Afterwards, when they shared, the women were saying what a special day this was for them. Their director admitted she had been hesitant and protective for the students to have me there. She told me, “It was really an incredible experience to see how deep the whole group went.” She added that the work I did with her students was so profound and beautiful she was very happy she had taken the leap.

It was a lovely, lovely experience for me too.

Monday, July 11, 2011

Thirteen Days in Israel – Part VI

March 14 – A small Arab village

It's extremely difficult to get to your true and deep feelings if you don't feel safe.

In writing about the work I did in Israel, I've tried to be very sensitive to those people who sometimes had to overcome great obstacles and even put themselves in danger to meet with me and do our group process. In the case of the day I'm about to describe, I cannot name the small town I went to, nor name the Arab women from Beyond Words who invited me. It is such a small town that everyone who lives there is related in some way or another, either by blood or by marriage. With the villagers, our work would raise suspicions.

Following my three-day break, I went next to this small Arab village, where I met with a group that was mostly Muslim Arab women, with one or two Jewish women. These were all kindergarten teachers who had been working with two Beyond Words leaders for about six months.

The challenge with this particular group was that they all worked together at the grade school, and as mentioned, were closely related, which is not conducive to creating a safe setting for revealing and unleashing deep feelings. Imagine wanting and needing very badly to talk about a traumatic experience, or reveal a secret fear, or just unleash a raw emotion in such a setting. All of these women feared judgment, and they did not feel certain that everything that happened in the room would stay there. And of course, some of their secrets or stories would likely betray the confidence of another woman in the room.

I always learn from these kinds of challenges, but that doesn't make them easier! It was clear from the beginning that most of the women in the group felt unsure and unsafe. I finally ended up getting them in the flow and feeling their emotions by helping them move their energy in a way that felt less threatening and less personally charged to them. "Babies are completely free," I told them. "Be babies, and be wild." They were able to do that. With every group you have to find a way "in," and this exercise worked, more or less.

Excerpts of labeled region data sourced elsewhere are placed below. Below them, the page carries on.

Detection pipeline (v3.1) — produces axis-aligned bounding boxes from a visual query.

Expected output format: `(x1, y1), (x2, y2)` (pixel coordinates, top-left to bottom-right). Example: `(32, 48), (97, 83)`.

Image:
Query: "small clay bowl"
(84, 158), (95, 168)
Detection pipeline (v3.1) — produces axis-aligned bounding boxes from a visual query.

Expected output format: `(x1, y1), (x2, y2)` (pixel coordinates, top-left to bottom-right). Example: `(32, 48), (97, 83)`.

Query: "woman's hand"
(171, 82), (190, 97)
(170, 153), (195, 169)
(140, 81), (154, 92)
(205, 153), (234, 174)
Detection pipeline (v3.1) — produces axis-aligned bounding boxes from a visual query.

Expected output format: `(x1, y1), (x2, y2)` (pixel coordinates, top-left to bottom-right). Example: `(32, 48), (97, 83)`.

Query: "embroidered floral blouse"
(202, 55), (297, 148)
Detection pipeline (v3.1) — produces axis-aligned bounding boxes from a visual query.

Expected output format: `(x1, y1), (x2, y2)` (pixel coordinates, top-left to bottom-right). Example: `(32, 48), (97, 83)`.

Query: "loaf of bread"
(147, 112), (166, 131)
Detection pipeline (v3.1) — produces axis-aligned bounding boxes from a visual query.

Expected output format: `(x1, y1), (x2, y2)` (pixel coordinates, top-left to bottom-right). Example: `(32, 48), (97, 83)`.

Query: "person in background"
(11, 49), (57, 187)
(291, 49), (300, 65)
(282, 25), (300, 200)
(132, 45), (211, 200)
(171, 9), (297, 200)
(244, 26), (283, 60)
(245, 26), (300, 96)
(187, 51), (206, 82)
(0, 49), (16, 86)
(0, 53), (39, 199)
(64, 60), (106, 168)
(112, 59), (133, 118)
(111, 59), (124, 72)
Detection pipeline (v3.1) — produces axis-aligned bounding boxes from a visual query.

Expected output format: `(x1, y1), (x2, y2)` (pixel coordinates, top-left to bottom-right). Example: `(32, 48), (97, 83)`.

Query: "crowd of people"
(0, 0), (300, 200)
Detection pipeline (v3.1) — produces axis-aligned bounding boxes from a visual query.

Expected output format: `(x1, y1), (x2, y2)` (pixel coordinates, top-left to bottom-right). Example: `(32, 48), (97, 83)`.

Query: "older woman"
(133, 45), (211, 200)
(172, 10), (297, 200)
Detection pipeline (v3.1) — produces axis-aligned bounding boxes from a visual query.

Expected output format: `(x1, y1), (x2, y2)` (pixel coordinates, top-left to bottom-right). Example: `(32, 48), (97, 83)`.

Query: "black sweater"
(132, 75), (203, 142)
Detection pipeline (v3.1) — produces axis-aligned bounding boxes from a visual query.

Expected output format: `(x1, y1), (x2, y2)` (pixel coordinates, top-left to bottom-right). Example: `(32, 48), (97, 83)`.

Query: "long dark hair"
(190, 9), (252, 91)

Although letting go like this was healing for many of them, the modest progress I was able to make with this particular group reminded me of the challenge we all face: It's extremely difficult to get to your true and deep feelings if you don't feel safe. In a way, the work the Beyond Words women and I are doing with all of these courageous people is helping them learn how to create safe spaces where they can release anger, fear, and other emotions. It's all about trusting your fellow man and being in community with others who are doing so too. That's how individual healing begins and spreads out into the community, one group at a time.